Finalmente, Comunidad y ministerio acabaron de morros y la autoridad cultural autonómica volvió a buscar en Ramales para desesperación del Ayuntamiento de Madrid. No encontraron nada, pero aún hoy se sigue a vueltas con Velázquez, repasando documentos y buscando base histórica que avale el traslado a San Plácido. Lo que sí dijeron una parte de los investigadores es que la ropa de una de las momias probaba que no era Velázquez. Las golas con las que se adornaban las vestimentas en el siglo XVII, esa especie de lechugas plisadas en el cuello, eran de tela que se cosía sobre papel para mantenerlas tiesas, y las hojas de papel que se utilizaron para la gorguera de la momia de San Plácido correspondían a un misal que, según los análisis, era del siglo XVIII. Como Velázquez murió en el XVII, no podía ser él.
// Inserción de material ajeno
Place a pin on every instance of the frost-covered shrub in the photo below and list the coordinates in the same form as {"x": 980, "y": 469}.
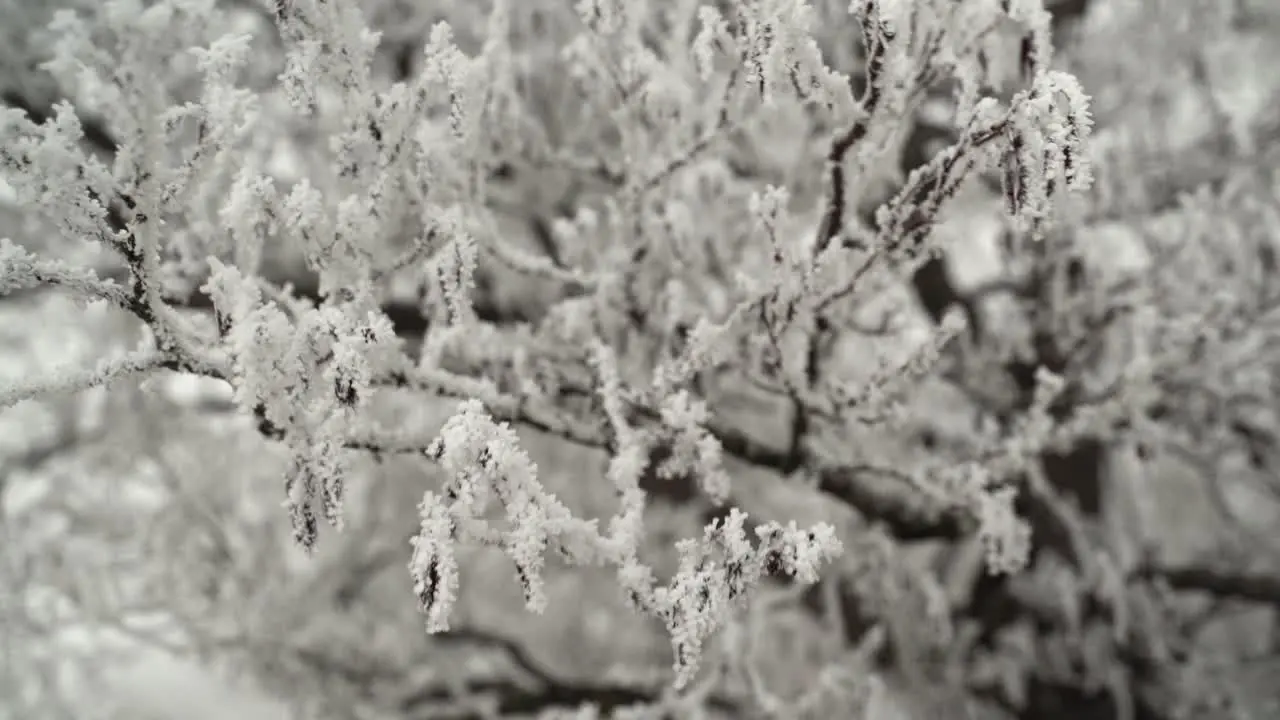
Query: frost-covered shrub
{"x": 673, "y": 236}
A no ser que le hubieran cambiado la gorguera después de muerto.

La conclusión facilona de la peripecia que aquí fenece podría ser que la culpa de que se nos hayan perdido los huesos de Velázquez fue de Pepito Plazuelas debido a su pasional construcción de plazas, pero no sería justo. Alguien le podría haber advertido de que allí abajo estaba Velázquez. Es que nadie se lo dijo, y José Bonaparte, al fin y al cabo, acababa de llegar.